L'assurance-vie ne doit pas être confondue avec l'assurance-décès (pour "assurance en cas de décès"), qui permet au bénéficiaire désigné - souvent un descendant - de percevoir une rente ou un capital défini à l’avance à votre décès. L'assurance-vie est avant tout un support d'investissement permettant, moyennant une immobilisation des sommes investies pendant au moins 8 ans, de bénéficier d'avantages fiscaux substantiels sur les plus-values éventuelles.

Certains contrats d'assurance-vie offrent seulement la possibilité d'investir dans des fonds en euros, produits financiers dont le capital est garanti et qui offrent un taux de rendement révisé chaque année. Le taux servi par ces fonds en euros  a reculé depuis quelques années, essentiellement en raison de la tendance baissière de long terme constatée sur taux d'intérêt. Mais l'immense majorité des contrats commercialisés aujourd'hui sont dits "multi-supports" et permettent d'investir sur un grand nombre "d'unités de compte", autrement dit des fonds communs de placement et autres SICAV. En fonction de son profil et de son âge, l'investisseur peut privilégier à sa guise les placements en actions, en obligations ou en produits plus complexes : autrement dit, l’assurance-vie constitue un véritable placement "à la carte", offrant au sein de la même enveloppe une palette d’investissements extrêmement large.

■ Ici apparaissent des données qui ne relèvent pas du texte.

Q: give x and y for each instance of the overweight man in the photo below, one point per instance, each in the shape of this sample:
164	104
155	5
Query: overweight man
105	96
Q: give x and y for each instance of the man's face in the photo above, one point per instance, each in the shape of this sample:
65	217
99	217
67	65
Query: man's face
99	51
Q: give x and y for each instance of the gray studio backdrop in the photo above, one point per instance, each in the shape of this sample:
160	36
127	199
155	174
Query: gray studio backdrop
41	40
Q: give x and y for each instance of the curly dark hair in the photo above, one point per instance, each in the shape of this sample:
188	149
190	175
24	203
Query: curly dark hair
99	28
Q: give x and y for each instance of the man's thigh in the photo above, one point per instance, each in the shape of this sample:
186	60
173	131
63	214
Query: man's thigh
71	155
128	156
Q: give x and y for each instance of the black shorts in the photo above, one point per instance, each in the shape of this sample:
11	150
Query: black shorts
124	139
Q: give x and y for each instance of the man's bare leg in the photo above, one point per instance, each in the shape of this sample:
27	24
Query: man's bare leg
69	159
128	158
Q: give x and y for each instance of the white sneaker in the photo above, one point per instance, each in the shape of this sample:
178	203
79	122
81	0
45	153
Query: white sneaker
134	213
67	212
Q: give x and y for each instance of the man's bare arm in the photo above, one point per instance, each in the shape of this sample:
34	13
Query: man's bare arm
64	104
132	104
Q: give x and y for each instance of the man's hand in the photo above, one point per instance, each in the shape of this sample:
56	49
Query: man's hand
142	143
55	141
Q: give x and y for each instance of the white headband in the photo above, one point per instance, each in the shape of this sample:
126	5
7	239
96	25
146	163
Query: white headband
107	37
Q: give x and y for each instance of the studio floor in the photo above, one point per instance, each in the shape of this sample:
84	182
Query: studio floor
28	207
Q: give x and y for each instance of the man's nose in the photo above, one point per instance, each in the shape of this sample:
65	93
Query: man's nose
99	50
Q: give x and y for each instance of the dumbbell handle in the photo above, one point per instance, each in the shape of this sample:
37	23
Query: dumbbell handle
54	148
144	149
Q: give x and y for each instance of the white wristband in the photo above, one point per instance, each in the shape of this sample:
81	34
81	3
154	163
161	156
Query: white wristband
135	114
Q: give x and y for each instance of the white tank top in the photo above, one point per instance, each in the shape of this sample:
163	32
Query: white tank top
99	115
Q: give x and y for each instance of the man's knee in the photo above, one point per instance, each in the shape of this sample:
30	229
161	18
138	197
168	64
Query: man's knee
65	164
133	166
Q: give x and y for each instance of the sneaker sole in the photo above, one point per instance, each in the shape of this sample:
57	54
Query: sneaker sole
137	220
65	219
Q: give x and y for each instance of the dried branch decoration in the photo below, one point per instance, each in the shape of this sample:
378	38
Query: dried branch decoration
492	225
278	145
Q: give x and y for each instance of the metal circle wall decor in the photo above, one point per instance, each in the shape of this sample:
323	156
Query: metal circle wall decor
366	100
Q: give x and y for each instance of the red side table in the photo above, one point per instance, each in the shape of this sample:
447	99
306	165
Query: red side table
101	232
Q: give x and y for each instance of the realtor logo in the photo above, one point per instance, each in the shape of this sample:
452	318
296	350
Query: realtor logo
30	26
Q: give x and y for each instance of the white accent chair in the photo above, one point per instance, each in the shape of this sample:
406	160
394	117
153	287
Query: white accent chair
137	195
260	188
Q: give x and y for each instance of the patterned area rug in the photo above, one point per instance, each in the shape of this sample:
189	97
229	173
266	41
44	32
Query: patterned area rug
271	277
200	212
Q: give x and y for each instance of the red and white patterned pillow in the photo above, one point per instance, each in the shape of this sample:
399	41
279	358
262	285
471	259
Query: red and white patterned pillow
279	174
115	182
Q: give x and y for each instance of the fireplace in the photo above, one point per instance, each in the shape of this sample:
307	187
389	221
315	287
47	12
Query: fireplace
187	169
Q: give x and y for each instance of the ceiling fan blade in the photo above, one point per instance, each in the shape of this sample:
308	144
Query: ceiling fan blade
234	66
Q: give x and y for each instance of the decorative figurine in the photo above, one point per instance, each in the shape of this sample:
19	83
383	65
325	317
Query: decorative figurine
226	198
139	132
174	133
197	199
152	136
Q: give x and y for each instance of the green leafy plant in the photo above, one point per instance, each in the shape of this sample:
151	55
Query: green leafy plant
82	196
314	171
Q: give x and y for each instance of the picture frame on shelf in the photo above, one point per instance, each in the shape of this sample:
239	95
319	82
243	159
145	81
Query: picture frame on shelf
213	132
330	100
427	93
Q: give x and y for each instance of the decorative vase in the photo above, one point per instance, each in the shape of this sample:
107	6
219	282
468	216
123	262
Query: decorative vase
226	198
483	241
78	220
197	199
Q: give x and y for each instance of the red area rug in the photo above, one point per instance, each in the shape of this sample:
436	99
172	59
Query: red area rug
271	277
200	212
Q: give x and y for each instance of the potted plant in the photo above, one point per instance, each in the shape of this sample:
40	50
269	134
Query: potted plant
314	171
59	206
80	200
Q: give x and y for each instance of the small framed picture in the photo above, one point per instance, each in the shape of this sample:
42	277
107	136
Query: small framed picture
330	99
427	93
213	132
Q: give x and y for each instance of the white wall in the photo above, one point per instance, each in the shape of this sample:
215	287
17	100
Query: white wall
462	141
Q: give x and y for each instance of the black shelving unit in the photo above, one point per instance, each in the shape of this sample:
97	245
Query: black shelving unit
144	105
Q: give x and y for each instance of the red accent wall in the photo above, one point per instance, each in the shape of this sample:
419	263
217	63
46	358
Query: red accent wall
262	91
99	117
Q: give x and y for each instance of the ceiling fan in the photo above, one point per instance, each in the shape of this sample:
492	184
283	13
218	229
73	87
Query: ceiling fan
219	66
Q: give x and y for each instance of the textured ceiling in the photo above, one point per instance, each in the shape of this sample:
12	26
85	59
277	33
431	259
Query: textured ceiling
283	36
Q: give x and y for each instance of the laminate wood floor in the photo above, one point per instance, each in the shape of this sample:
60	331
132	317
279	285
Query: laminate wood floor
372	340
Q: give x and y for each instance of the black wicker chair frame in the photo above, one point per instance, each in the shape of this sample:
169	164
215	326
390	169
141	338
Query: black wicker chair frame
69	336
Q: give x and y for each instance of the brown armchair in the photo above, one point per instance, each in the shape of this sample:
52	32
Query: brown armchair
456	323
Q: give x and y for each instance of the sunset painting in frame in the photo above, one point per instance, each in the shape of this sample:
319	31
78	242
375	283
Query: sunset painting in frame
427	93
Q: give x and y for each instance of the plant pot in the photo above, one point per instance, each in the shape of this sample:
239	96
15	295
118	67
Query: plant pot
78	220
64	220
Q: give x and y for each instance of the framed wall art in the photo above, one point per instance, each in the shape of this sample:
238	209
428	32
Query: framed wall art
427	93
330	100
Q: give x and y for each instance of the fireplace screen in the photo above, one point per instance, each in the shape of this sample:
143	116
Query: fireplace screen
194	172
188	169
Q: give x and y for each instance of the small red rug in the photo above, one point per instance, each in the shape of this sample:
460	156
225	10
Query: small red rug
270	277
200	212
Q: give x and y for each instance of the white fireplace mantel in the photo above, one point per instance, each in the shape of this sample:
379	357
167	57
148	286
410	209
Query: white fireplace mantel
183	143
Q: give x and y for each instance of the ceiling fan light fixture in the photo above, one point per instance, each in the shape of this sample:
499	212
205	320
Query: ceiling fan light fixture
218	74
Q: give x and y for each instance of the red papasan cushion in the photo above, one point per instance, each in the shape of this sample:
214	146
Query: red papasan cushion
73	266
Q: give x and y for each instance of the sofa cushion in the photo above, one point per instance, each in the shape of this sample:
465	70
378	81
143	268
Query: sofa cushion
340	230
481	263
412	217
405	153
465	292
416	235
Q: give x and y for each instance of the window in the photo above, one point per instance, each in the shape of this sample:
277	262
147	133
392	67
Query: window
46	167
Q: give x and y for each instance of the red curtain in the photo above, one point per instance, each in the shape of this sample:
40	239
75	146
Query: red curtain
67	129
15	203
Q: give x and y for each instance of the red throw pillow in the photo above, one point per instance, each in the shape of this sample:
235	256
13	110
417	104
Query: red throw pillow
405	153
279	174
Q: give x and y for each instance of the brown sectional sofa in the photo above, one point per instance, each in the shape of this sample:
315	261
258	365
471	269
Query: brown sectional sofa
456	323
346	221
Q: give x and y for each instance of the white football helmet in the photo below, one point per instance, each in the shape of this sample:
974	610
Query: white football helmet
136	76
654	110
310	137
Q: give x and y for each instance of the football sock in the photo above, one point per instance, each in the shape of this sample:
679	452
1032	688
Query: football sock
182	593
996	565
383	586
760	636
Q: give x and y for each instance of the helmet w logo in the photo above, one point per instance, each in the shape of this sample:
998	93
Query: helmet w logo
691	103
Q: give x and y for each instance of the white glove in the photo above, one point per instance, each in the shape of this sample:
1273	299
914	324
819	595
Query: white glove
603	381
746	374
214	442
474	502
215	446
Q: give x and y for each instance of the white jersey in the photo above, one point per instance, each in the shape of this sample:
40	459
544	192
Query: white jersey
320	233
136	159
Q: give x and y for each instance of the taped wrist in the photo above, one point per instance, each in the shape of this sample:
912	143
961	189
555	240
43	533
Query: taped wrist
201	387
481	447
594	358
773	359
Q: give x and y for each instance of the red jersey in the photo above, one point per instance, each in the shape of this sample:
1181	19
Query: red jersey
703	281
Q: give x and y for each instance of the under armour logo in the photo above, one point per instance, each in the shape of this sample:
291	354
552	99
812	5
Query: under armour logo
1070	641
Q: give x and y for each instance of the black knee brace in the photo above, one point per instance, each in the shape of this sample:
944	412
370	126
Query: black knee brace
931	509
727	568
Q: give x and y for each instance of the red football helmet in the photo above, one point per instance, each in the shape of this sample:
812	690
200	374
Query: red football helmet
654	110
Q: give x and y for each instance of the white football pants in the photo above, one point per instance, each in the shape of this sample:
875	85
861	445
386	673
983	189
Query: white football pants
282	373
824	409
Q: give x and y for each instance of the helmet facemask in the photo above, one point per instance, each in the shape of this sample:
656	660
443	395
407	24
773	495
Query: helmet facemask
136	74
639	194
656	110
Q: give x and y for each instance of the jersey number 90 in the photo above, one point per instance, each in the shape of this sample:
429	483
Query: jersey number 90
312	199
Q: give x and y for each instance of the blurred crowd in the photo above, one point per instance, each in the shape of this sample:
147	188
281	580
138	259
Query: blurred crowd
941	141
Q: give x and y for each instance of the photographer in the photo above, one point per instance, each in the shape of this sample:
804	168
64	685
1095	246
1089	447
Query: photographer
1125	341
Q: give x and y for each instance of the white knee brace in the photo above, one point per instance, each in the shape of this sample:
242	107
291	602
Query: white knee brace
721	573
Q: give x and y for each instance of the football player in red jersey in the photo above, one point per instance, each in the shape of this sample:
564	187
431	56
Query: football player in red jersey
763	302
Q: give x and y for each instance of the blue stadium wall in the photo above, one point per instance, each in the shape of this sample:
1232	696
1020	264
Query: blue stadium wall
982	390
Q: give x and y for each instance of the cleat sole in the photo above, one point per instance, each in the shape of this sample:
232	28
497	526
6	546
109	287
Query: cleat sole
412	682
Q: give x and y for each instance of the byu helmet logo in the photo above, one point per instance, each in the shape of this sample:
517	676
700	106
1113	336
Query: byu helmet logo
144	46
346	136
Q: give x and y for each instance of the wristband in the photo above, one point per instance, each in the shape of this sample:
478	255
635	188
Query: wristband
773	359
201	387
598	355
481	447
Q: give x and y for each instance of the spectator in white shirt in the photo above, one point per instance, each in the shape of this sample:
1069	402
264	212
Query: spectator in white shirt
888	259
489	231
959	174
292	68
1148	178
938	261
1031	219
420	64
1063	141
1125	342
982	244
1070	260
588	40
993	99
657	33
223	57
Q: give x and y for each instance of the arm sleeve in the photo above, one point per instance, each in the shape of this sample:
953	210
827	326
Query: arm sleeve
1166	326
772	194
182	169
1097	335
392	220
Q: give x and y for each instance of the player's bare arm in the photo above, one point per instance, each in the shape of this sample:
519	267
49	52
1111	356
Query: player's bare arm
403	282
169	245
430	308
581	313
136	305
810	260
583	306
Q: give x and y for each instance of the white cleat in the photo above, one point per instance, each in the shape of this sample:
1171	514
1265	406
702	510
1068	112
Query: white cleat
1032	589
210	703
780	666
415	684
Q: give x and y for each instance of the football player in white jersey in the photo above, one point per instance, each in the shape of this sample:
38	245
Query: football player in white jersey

On se réfère souvent à l’assurance-vie comme étant le "placement préféré des Français". Avec des encours d'environ 1 375 milliards d'euros à fin octobre 2011 (source : Fédération française des sociétés d'assurance), force est de constater qu’elle mérite amplement ce surnom. Il faut dire que, lorsqu'il décide de clore son contrat, l'investisseur peut opter entre toucher le capital accumulé par les placements qu’il avait choisi au sein de son assurance-vie ou percevoir une rente. Cette souplesse fait de l'assurance-vie un outil idéal de préparation de la retraite et c’est très souvent dans cette optique qu’elle est utilisée.